Used in traditional Korean dishes like Pajeon -- a pan fried egg-based pancake with scallions and green onions -- South Koreans are relatively big egg eaters, with about 250 eggs consumed per person in 2014, compared with 63 per capita in India and 150 in South Africa.
The average price of eggs sold by South Korean farmers soared 50 percent to 1,551 won ($1.30) for 10 standard-sized eggs in December from a year earlier, while the average retail price rose 21.4 percent to 2,207 won, according to the Korea Rural Economics Institute. Farm prices could surge as much as 110 percent in the first half of 2017 due to the shortage of hens, the researcher said. Meanwhile chickens, which the country typically consumes more of per capita than Japan and China, has fallen 8 percent in price in December from before the outbreak in October.
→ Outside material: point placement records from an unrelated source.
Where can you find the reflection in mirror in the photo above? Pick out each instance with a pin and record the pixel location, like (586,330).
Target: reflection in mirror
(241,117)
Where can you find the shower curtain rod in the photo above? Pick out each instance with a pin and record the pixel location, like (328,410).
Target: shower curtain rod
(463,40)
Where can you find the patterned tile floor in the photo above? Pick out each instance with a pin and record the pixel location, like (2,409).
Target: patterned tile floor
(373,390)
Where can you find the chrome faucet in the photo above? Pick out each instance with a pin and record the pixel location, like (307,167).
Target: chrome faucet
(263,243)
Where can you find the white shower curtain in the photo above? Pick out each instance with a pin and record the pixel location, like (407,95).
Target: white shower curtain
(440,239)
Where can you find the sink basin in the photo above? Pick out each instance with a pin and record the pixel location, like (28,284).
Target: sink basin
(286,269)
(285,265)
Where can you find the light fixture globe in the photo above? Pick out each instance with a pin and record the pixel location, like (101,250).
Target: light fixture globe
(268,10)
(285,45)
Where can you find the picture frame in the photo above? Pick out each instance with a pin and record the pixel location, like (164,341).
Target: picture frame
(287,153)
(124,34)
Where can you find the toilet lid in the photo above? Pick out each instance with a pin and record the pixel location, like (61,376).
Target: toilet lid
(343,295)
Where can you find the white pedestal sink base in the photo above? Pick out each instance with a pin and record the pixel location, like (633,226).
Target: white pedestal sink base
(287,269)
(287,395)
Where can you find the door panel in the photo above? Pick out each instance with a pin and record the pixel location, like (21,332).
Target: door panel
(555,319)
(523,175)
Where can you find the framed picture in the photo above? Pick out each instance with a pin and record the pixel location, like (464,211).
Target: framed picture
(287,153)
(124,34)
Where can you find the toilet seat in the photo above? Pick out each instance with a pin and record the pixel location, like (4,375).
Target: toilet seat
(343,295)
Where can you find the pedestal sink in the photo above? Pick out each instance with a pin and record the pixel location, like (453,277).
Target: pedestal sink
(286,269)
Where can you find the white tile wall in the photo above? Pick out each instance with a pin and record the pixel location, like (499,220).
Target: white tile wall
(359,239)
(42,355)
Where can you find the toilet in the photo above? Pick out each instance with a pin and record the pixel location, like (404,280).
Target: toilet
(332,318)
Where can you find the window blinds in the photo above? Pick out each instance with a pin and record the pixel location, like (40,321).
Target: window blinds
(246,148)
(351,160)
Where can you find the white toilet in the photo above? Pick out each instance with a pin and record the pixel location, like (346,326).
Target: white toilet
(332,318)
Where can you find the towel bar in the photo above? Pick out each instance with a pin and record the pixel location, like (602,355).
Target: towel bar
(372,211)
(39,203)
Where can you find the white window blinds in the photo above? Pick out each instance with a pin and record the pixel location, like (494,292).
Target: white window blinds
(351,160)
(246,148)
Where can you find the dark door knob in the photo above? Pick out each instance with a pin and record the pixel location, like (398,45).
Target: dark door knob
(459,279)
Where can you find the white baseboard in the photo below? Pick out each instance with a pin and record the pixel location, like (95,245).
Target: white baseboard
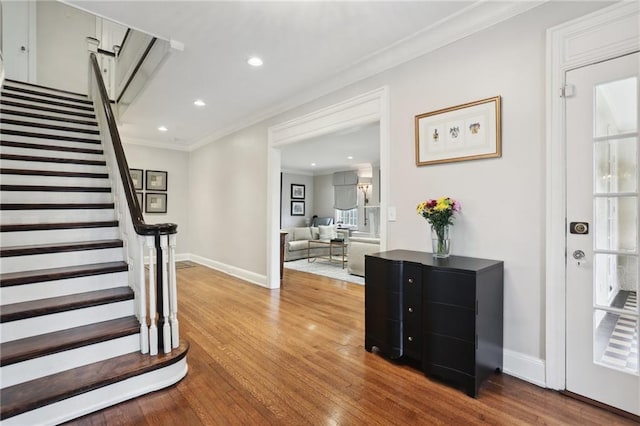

To ease the price hike, the government in Seoul has removed tariffs on 98,600 tons of imported eggs and egg products for the first half of this year. The nation plans to import the commodity from five countries, including the U.S., Australia and Spain, an official at the agriculture ministry, who asked not to be identified, said by phone.
But that may feel too late for eatery owner Kim, who says she hasn’t passed on the egg-price increase to her customers for fear of losing business. What’s more scary, she says, is the upcoming Lunar New Year on Jan. 27, a time when she can use as much as 1,800 eggs a day and is usually the peak of her pancake sales.
For high-egg consumer Jeon, the upcoming celebration is also causing anxiety.
“I am very worried about how we will survive the Lunar New Year because prices will probably remain high,” said Jeon. “If the prices go even higher, there’s a high chance that we may go eggless, which is a very odd thing for my household.”